One of the watercolours is an imaginary impression of the pyramids; the other, an image of Stonehenge, viewed with artistic licence to heighten the sunset.

They are expected to fetch an estimated pounds 40,000 when they are sold in Nottingham by Mellors & Kirk. According to its spokeswoman, the seller - who wishes to remain anonymous - inherited them from her father: 'She knew that they were Turner, but as they were not to her taste, she stored them away.'

The works are believed to have been painted in 1822 for Walter Fawkes, a descendant of Guy Fawkes and one of Turner's most ardent patrons. Fawkes acquired his first Turner in 1804: over the next 20 years, he amassed some 250 drawings and six major paintings. Their business relationship developed into true friendship: Turner regularly visited Fawkes at Farnley Hall in Yorkshire.

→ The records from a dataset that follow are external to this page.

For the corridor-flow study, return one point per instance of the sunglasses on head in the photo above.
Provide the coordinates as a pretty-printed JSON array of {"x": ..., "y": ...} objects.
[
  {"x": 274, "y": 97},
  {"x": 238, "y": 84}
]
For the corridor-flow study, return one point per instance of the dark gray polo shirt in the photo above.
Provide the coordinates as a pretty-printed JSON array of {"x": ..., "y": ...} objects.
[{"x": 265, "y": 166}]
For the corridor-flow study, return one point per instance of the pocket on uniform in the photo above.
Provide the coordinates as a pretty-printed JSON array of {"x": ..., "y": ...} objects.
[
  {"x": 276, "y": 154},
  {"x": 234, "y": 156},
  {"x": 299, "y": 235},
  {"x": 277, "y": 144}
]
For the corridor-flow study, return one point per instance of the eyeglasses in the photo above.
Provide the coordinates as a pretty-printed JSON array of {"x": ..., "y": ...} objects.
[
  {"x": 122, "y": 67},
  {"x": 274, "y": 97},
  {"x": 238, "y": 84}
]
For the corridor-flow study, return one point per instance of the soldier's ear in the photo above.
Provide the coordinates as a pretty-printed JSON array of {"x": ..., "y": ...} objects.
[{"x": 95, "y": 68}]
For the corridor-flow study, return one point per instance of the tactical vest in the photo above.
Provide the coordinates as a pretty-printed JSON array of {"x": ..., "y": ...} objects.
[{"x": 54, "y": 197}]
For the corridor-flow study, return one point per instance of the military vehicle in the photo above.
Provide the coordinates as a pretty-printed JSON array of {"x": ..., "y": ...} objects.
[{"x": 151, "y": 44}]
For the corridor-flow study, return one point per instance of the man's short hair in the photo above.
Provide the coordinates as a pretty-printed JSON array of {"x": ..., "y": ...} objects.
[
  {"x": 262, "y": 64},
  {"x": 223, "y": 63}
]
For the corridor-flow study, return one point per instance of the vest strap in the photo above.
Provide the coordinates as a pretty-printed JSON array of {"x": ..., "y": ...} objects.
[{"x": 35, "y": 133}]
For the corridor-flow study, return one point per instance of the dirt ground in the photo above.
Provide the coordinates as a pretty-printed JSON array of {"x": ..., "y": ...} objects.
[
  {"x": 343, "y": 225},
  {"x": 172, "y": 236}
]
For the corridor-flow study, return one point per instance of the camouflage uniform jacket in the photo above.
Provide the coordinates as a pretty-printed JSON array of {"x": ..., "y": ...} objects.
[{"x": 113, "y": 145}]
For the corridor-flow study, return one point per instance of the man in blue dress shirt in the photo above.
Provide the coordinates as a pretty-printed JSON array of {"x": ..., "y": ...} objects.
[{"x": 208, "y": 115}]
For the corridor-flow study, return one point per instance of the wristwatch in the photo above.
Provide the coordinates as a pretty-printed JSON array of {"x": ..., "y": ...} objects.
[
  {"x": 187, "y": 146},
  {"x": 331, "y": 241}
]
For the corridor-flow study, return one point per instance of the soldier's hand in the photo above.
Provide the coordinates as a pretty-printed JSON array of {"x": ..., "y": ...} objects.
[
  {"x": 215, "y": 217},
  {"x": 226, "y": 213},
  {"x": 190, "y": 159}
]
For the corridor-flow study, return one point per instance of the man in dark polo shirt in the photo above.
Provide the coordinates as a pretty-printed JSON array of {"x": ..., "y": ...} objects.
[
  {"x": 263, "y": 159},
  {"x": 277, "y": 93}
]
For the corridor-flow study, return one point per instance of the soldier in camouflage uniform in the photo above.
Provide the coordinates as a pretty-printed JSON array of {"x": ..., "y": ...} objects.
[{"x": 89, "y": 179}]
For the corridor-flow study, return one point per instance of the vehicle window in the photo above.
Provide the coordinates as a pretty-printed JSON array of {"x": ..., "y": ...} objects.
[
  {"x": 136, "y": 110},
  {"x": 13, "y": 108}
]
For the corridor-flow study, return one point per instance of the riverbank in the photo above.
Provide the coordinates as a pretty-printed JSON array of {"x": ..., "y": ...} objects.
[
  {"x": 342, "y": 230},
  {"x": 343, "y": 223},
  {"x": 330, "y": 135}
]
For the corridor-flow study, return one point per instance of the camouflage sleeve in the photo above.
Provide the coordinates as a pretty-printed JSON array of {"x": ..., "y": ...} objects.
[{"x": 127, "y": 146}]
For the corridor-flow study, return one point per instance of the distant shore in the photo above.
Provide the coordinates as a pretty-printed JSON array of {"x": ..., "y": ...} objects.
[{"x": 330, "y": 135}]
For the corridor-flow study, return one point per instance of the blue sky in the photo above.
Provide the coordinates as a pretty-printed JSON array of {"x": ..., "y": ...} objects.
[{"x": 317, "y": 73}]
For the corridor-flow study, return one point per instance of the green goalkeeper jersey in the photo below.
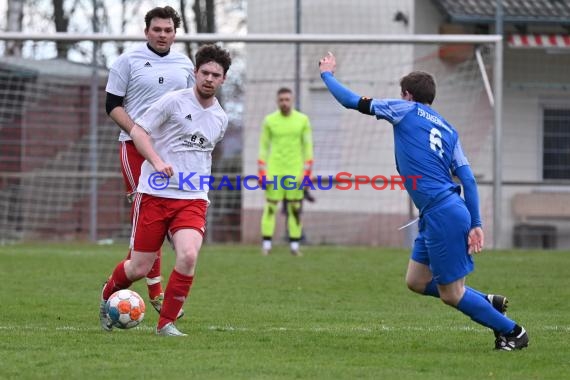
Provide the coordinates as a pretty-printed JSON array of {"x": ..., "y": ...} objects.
[{"x": 286, "y": 143}]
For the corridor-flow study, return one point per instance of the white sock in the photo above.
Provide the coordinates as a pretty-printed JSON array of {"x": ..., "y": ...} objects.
[{"x": 294, "y": 246}]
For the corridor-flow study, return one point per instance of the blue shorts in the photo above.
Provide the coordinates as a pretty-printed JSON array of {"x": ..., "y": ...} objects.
[{"x": 442, "y": 240}]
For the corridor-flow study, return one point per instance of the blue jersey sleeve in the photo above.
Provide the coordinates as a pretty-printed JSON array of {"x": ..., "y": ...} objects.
[
  {"x": 392, "y": 110},
  {"x": 458, "y": 158}
]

In 1890, the two watercolours were sold at Christie's for 220 guineas (pounds 231) to Sir Reginald Hardy. According to one story, the watercolours were lost in 1939, on their way to Christie's; however, Mellors & Kirk's research suggests that when they failed to sell, they were sold to a member of the present owner's family.

Turner's pyramid - painted, as one scholar put it, 'like one of his Alpine peaks' - is particularly interesting in that it is such a confrontational composition: the triangular block of stone, placed at the forefront of the picture, creates an almost abstract effect.

Scholars are certain that the artist never saw the pyramids. He based his watercolour on someone else's impression of it, reinventing and rearranging the trio of pyramids so that he reproduces the same pyramid three times.